Routine bitewing x-rays are typically taken once a year. For some patients, your dentist may feel that you are predisposed to a higher rate of dental disease and request that they are taken twice a year instead. These 4 radiographs show a detailed view of the bone levels between the teeth as well as the health of tooth enamel in areas that are prone to decay.
Periapical x-rays are typically taken only if there is a specific concern, or if you are having a complex procedure performed. This type of x-ray views the entire length of the root as well as the bone around it. Most periapical films are taken at the time of treatment or during an emergency exam.
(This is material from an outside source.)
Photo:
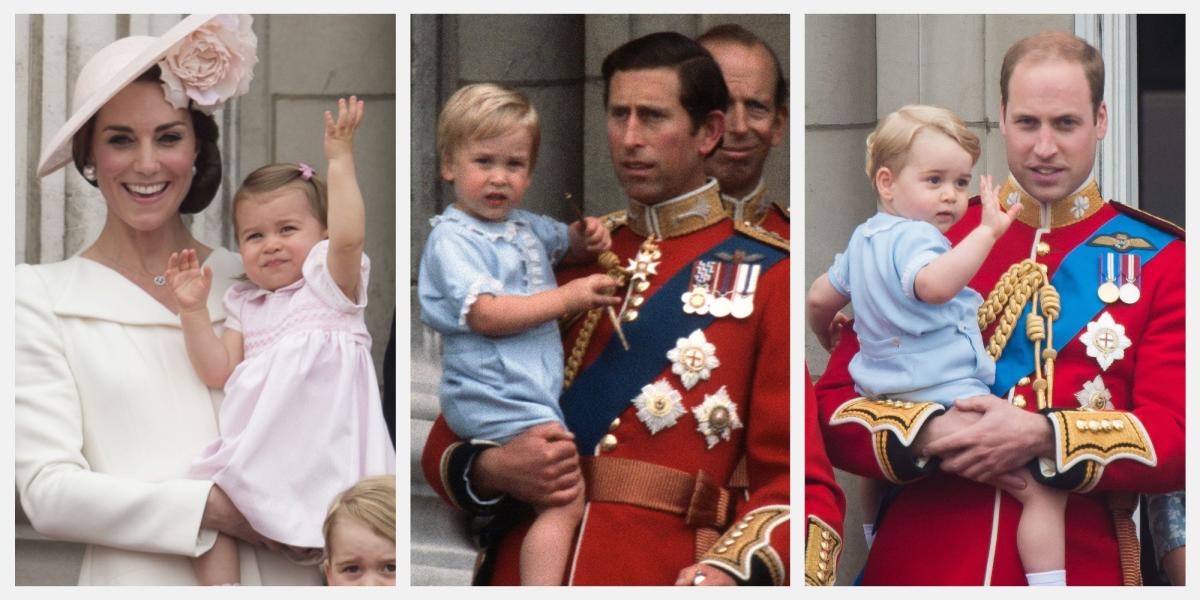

Full Mouth X-Ray sets (FMX) are a combination of periapical and bitewing x-rays, totaling about 20 films throughout the entire mouth. These sets of x-rays are usually taken at the first adult appointment or once every 3-5 years for a comprehensive screening and examination of the oral anatomy.
Panoramic x-rays show the jawbones, wisdom teeth and other cranial structures such as the sinuses. Pano films are usually taken every 3-5 years, or for specific consultations regarding orthodontic needs, wisdom tooth development, and dental implant therapy.